As before, I was struck by the inability of circumstances, however horrific, to crush the human spirit completely. That even in these bleak circumstances – where young men and boys have their tents destroyed by the local police on a weekly rota and were at risk of being teargassed while queuing for food – the instinct to make connections, to laugh and also to look as cool as possible is too strong to be ignored. Style is style, no matter where you are, and some of these young men were extremely stylish.
And again, at the end of the afternoon, there was a game of football and some boys whizzing up and down too fast on a bike.
I was also struck afresh by the sharp contrast between the youthful looks of so many – and some of the people there were incredibly young – and the trauma they have experienced. The stories that you hear are often difficult to process at the time, told as they are in a matter of fact way. It’s only later, often in the middle of the night, when a chance remark or description of a journey will pop into your head and you can only think, did I really hear that? The extraordinary becomes ordinary, but there is nothing ordinary about the strength and the resilience of the people who have got as far as Calais.
The most extraordinary experience of all happened on Monday.
After helping to prepare lunch for the volunteers in the warehouse, we travelled to take aid to a church house near the border with Belgium. It was an ordinary French town like hundreds of others.
There we met the most extraordinary ordinary woman, about 70 years old. She started feeding the African refugees in her town 10 years ago, because, in her words, ‘They were cold and hungry. What could I do?’ At one time, the place was home to a large settlement feeding around 180 men, women and children – although she was keen to emphasise that the refugees always cooked for themselves, and still do.

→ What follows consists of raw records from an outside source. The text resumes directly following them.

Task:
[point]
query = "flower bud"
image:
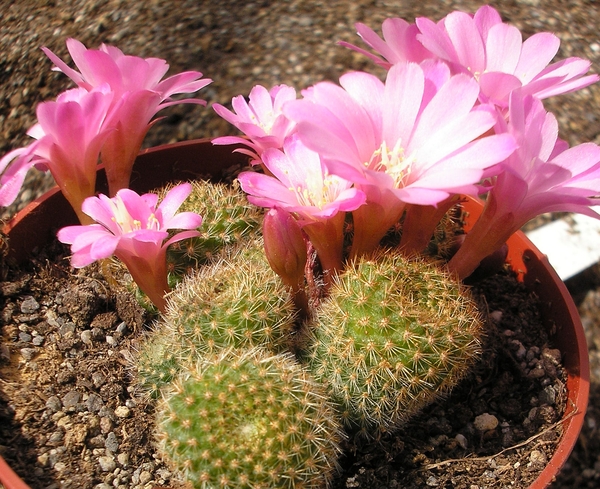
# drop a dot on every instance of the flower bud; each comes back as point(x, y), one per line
point(285, 246)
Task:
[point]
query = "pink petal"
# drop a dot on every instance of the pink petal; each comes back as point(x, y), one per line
point(467, 41)
point(403, 93)
point(503, 48)
point(537, 51)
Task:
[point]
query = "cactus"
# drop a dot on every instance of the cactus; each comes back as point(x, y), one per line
point(248, 418)
point(239, 301)
point(392, 335)
point(227, 219)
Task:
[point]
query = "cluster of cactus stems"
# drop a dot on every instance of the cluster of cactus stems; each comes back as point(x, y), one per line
point(258, 389)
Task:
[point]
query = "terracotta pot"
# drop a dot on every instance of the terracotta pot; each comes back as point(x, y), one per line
point(195, 159)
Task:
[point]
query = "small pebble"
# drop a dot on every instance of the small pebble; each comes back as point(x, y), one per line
point(25, 337)
point(461, 440)
point(485, 422)
point(38, 340)
point(86, 337)
point(28, 353)
point(548, 396)
point(29, 305)
point(111, 443)
point(71, 398)
point(145, 477)
point(122, 412)
point(107, 463)
point(123, 459)
point(94, 403)
point(53, 403)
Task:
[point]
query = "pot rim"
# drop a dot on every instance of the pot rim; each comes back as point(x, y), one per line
point(531, 266)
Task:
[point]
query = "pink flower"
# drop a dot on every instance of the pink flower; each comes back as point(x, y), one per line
point(399, 43)
point(494, 53)
point(262, 119)
point(415, 139)
point(70, 133)
point(134, 229)
point(302, 186)
point(140, 91)
point(542, 175)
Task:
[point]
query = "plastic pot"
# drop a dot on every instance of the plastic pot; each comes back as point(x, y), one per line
point(37, 224)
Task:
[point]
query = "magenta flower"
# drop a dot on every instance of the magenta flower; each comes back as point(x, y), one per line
point(261, 119)
point(542, 175)
point(415, 139)
point(70, 133)
point(302, 186)
point(134, 229)
point(399, 43)
point(494, 53)
point(138, 89)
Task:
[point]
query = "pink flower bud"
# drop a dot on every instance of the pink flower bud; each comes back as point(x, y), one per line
point(285, 246)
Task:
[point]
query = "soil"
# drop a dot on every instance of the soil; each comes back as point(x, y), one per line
point(71, 416)
point(238, 46)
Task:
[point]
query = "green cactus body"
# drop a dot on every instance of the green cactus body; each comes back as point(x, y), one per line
point(392, 335)
point(227, 218)
point(250, 419)
point(239, 301)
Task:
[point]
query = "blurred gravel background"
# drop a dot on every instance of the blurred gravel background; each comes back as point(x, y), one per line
point(242, 43)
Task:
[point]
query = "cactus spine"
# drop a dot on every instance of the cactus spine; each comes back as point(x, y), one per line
point(250, 419)
point(238, 301)
point(227, 218)
point(392, 335)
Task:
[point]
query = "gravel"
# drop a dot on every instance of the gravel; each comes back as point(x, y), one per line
point(239, 44)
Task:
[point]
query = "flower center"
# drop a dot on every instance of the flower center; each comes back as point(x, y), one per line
point(126, 222)
point(394, 162)
point(318, 192)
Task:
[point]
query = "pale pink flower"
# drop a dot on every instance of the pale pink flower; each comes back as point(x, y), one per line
point(495, 54)
point(70, 132)
point(542, 175)
point(300, 184)
point(399, 43)
point(134, 229)
point(140, 91)
point(416, 139)
point(261, 119)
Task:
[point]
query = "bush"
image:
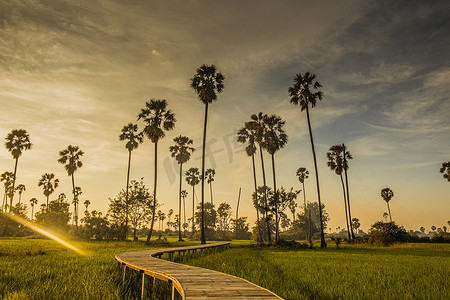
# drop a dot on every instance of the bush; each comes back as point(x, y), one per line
point(386, 234)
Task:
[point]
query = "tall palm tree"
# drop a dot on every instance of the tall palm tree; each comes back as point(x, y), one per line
point(210, 173)
point(335, 158)
point(17, 141)
point(193, 178)
point(71, 159)
point(275, 139)
point(133, 138)
point(182, 152)
point(247, 134)
point(445, 169)
point(157, 119)
point(257, 123)
point(33, 202)
point(20, 189)
point(305, 92)
point(303, 174)
point(387, 195)
point(207, 83)
point(49, 183)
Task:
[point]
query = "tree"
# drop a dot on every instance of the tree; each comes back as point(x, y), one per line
point(33, 202)
point(210, 173)
point(182, 152)
point(335, 158)
point(21, 188)
point(302, 175)
point(157, 119)
point(305, 92)
point(133, 139)
point(207, 83)
point(445, 169)
point(247, 135)
point(275, 139)
point(71, 159)
point(193, 178)
point(387, 195)
point(49, 183)
point(17, 141)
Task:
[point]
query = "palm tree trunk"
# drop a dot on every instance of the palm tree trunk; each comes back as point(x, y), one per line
point(128, 184)
point(149, 237)
point(348, 194)
point(202, 223)
point(277, 235)
point(266, 208)
point(345, 204)
point(323, 244)
point(14, 184)
point(179, 206)
point(390, 217)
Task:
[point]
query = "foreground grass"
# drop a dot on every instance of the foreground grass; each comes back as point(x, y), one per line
point(411, 271)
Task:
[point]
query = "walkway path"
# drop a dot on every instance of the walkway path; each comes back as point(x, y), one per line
point(189, 282)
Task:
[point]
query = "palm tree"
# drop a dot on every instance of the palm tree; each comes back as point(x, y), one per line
point(71, 159)
point(258, 124)
point(275, 139)
point(33, 202)
point(157, 119)
point(193, 178)
point(49, 183)
point(247, 134)
point(303, 174)
point(387, 195)
point(207, 83)
point(305, 92)
point(336, 164)
point(21, 188)
point(17, 141)
point(445, 169)
point(133, 138)
point(210, 173)
point(182, 152)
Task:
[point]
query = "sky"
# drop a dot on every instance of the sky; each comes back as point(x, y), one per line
point(75, 72)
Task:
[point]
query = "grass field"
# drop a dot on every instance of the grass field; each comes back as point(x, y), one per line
point(43, 269)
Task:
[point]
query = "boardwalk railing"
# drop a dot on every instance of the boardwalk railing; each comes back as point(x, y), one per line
point(188, 282)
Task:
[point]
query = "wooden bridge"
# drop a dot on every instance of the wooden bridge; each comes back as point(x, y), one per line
point(189, 282)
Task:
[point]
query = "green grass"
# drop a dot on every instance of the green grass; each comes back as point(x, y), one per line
point(411, 271)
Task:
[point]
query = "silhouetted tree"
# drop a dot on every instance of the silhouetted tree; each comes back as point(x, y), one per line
point(17, 141)
point(207, 83)
point(305, 92)
point(157, 119)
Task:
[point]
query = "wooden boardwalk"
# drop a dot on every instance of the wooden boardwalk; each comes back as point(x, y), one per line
point(189, 282)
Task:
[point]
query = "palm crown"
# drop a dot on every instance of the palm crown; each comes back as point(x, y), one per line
point(181, 150)
point(157, 118)
point(305, 90)
point(129, 134)
point(207, 82)
point(17, 141)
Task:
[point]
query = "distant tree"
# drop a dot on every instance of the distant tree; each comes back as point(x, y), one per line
point(193, 178)
point(71, 159)
point(182, 151)
point(305, 92)
point(207, 83)
point(445, 169)
point(49, 183)
point(157, 119)
point(133, 139)
point(20, 189)
point(387, 195)
point(17, 141)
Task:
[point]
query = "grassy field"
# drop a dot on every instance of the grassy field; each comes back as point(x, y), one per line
point(410, 271)
point(43, 269)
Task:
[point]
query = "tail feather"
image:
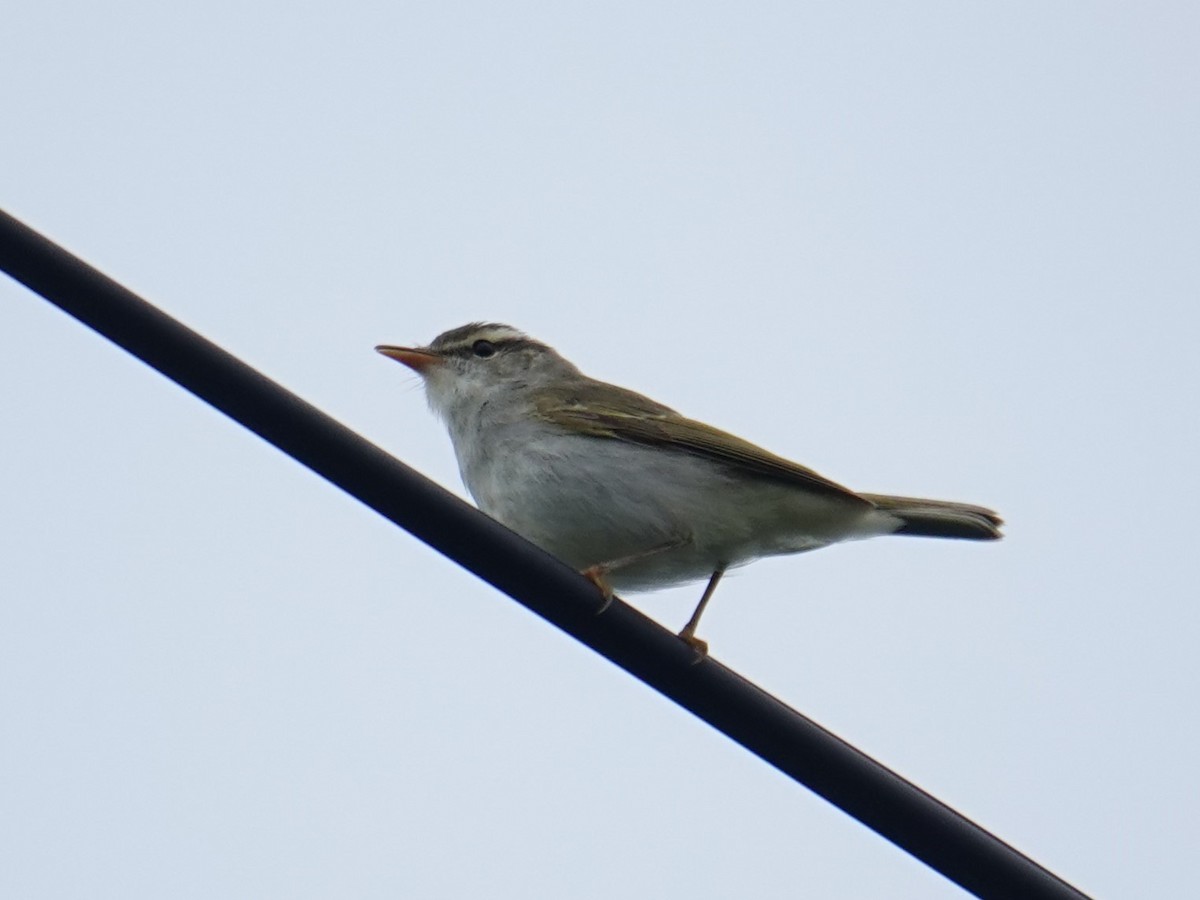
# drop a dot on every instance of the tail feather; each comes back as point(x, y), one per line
point(939, 519)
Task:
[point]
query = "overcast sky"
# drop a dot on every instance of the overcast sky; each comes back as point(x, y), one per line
point(937, 249)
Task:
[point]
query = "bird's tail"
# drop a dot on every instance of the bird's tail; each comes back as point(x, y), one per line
point(939, 519)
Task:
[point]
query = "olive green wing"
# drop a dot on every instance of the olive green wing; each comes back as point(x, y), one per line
point(604, 411)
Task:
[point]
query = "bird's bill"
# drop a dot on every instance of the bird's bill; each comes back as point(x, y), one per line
point(412, 357)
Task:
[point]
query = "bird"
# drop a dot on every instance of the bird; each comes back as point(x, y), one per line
point(625, 490)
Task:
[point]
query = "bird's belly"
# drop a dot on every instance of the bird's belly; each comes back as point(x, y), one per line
point(670, 517)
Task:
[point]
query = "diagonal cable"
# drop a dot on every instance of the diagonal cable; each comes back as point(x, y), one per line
point(874, 795)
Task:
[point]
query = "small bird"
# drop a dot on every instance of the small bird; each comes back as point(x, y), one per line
point(628, 491)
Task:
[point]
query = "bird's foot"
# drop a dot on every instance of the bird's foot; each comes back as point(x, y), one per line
point(595, 575)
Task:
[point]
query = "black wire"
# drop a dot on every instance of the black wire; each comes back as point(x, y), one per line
point(871, 793)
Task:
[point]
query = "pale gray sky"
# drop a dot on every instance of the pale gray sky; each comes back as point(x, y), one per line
point(939, 250)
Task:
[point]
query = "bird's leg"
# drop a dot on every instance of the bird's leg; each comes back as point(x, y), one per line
point(597, 574)
point(689, 631)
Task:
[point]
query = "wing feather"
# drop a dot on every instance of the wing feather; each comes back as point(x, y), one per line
point(624, 415)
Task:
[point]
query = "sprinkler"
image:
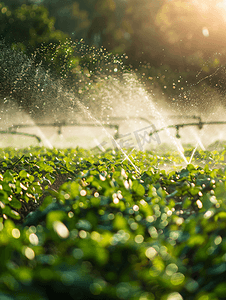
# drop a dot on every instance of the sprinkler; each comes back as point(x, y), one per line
point(200, 125)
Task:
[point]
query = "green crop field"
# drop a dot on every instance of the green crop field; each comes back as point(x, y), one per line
point(86, 225)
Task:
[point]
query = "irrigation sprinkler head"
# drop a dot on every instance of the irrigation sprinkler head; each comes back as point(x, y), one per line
point(177, 133)
point(200, 125)
point(59, 131)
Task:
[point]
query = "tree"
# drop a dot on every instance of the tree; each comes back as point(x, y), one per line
point(28, 26)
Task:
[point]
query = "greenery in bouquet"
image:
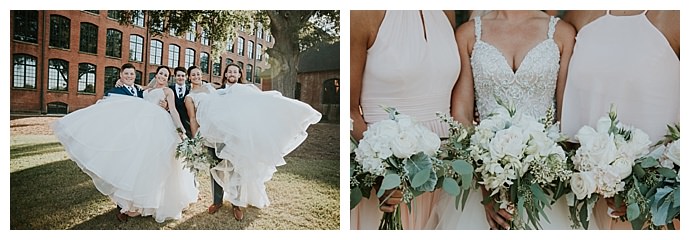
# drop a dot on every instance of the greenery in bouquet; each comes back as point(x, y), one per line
point(652, 191)
point(194, 155)
point(602, 162)
point(520, 162)
point(455, 174)
point(395, 153)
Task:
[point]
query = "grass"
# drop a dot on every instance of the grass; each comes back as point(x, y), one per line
point(49, 191)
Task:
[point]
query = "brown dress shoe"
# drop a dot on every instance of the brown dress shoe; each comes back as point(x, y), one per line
point(237, 212)
point(121, 217)
point(214, 208)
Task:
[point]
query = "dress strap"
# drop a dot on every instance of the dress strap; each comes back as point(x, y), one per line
point(552, 26)
point(477, 28)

But now repeated raids and crackdowns have reduced numbers to fewer than 20. The men can be there during the day but at night they must sleep where they can in the open air – and as in Calais they are frequently picked up by the police and their belongings confiscated and destroyed.
She told us, in her matter of fact way, that she has been threatened, and that her car was firebombed and her house set on fire because of the choices she made not to stand by. No one was arrested for this crime, because the police told her it must have been ‘the migrants, the blacks’. She was arrested, her house ransacked and put in jail for giving a lift to an eight month pregnant woman to the hospital 11 km away. The police thought that she should have let the woman walk along the road. What if she had been killed, she said. How would that driver feel?
The day centre she runs is repeatedly raided by armed police in riot gear and bullet proof uniform. These extraordinary tales of bravery, set against the reality of the calm and ordinarily-incredible woman and the delightful and gentle Sudanese refugees, who chatted happily with us and brought us strong coffee and sweet tea. She asked to meet with us when she comes to London – she has been invited to the baptism of a child born to people she helped who have now settled there.
What a film that would make, except it’s too far-fetched isn’t it? Too surreal, that such things should happen right on our doorstep.
Which is why I have to go to Calais again, because if you don’t
see it with your own eyes, if you don’t hear it for yourself – well, you will never believe it.
I believe it, but (I am ashamed to say) a small part of me wishes this was all some implausible story instead of the lived reality of life in Western Europe in 2018.